この研究では、MRI検査によって蹄部での深屈腱炎が診断された46頭の患馬のうち、掌側指神経麻酔(Palmar digital nerve block)に陽性(=麻酔後に跛行改善が見られた)であった馬は24%に過ぎなかったのに対して、蹄関節麻酔(Coffin joint block)に陽性であった馬の割合は、深屈腱の病変のみを呈した症例では68%、深屈腱と舟状骨の病変を呈した症例では92%に上っていました。また、深屈腱の病変のみを呈した症例では、舟嚢麻酔(Navicular bursa)に陽性であった馬も67%に上っていました。

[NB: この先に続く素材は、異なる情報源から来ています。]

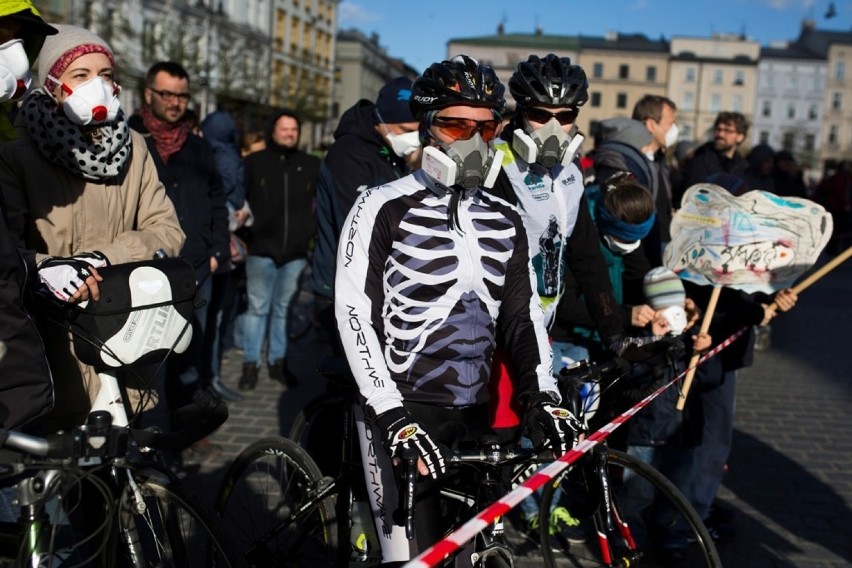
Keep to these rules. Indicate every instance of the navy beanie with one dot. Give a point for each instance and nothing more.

このため、掌側指神経麻酔に陰性で遠軸神経麻酔(Abaxial nerve block)に陽性であった場合にも、蹄部での深屈腱炎を除外診断(Rule-out)するのは適当でないという警鐘が鳴らされており、蹄関節麻酔や舟嚢麻酔によって、より詳細な疼痛の限局化に努めることで、蹄部での深屈腱炎を疑われる馬を発見できるケースが多いことが示唆されました。

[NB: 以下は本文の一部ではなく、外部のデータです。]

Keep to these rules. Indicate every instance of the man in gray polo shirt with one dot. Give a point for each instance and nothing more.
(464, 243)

この研究では、MRI検査によって蹄部での深屈腱炎が診断された46頭の患馬のうち、核医学検査(Nuclear scintigraphy)によって、深屈腱の病態を示唆する異常所見が見られた馬は、41%に過ぎませんでした。また、深屈腱の病変が冠関節(Pastern joint: Proximal inter-phalangeal joint)よりも上方まで達していたのは九頭でしたが、このうち超音波検査(Ultrasonography)において病変が確認できたのは二頭のみでした。このため、レントゲン検査では見つからずMRI検査で発見された蹄部深屈腱の病変は、核医学検査では半数以上、超音波検査でもその殆どが見落とされることが示唆され、蹄部での深屈腱炎におけるMRI検査の感度の高さを再確認させるデータが示されたと言えます。